Friday, January 14, 2011

BBC's Desperate Romantics

Millais, Rossetti, Hunt, and "Fred"

After two marathon nights of viewing, regrettably I can give only a mixed review of BBC's six episode mini-series about the Pre-Raphaelite Brotherhood, Desperate Romantics.  It started off great, focusing on the friendship of Dante Gabriel Rossetti, William Holman Hunt, John Everett Millais, and a fourth fictionalized friend Fred along with their love interests, Lizzie Siddal, Fanny Cornforth, Effie Gray, and Annie Miller.  All of these characters were brilliantly realized and acted, offering convincing portrayals of our favorite bohemian bad-boys and their gals (as well as the sexually repressed, if not downright perverted Ruskin).  Rossetti in particular, portrayed by Aidan Turner, was mesmerizing....who couldn't fall for this charming roue´?  I hope we see him again soon.

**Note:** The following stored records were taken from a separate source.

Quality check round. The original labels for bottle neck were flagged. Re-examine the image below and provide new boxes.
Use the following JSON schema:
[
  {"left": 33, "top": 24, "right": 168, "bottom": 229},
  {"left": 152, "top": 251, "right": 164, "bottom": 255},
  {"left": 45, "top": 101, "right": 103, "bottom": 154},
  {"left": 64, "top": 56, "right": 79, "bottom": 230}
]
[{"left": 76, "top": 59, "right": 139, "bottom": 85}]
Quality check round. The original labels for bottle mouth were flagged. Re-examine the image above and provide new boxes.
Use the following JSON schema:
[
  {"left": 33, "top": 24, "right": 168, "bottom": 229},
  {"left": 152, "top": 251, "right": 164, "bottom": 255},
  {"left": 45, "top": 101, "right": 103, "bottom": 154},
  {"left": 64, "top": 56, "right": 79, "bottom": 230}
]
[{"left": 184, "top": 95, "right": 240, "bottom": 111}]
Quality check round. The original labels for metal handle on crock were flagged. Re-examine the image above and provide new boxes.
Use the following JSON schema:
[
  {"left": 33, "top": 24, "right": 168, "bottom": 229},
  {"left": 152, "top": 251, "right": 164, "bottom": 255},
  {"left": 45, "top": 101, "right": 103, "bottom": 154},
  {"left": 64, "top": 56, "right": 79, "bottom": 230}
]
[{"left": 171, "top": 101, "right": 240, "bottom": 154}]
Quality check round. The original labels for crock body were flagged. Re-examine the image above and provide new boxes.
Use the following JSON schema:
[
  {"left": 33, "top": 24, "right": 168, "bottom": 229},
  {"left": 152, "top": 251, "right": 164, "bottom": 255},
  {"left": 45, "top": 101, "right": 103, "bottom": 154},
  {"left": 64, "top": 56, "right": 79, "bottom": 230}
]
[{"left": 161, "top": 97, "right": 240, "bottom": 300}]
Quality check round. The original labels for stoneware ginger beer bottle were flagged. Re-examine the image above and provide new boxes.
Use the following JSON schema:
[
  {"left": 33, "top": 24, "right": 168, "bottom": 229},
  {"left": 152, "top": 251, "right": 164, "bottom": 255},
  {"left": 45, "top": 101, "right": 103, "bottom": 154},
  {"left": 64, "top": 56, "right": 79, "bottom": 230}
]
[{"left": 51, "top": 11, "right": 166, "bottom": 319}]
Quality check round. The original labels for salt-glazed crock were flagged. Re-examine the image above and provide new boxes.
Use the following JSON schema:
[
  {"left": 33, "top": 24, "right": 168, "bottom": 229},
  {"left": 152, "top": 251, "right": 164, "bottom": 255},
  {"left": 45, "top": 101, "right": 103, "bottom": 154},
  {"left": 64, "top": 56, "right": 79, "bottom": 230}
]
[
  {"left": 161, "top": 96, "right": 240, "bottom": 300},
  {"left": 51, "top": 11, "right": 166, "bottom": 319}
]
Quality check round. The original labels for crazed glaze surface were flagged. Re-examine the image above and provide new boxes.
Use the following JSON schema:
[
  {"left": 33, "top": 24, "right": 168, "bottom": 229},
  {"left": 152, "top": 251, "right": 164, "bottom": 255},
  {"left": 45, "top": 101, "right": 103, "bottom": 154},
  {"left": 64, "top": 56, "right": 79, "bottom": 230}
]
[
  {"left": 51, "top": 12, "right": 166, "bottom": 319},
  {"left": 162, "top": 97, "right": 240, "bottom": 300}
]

 Lizzie posing as Ophelia in tub

But then episode 5....oh woe is me...introduced William Morris, Edward Burne-Jones, and Jane Burden.  Ugh!  Could these actors have been any less convincing in their roles!?!  Morris was played as a simpering, stuttering buffoon who at one point, quite literally, impales himself in the back of his hand with a fork while seemingly jizzing in his pants.  Seriously, there is not one moment in the portrayal of Morris by this actor where even a glimmer of the man's genius and creatively is allowed to shine.  Jane, the most stunning of the "stunners", who history anointed the embodiment of pre-Raphaelite ideals of beauty, is played by a nondescript woman with bad skin.  I can't even find "in-character" photographs of these actors on the web to show you---testament to how quickly everyone, even the actors, wanted to forget about them?  Did the director make any effort at all to think about these "minor" characters?   Masterpiece Theater and BBC, isn't it time for a real mini-series about the life of the great one?

Rossetti and Ruskin

Hunt posing in front of the hideous "Scapegoat" (one gal's opinion).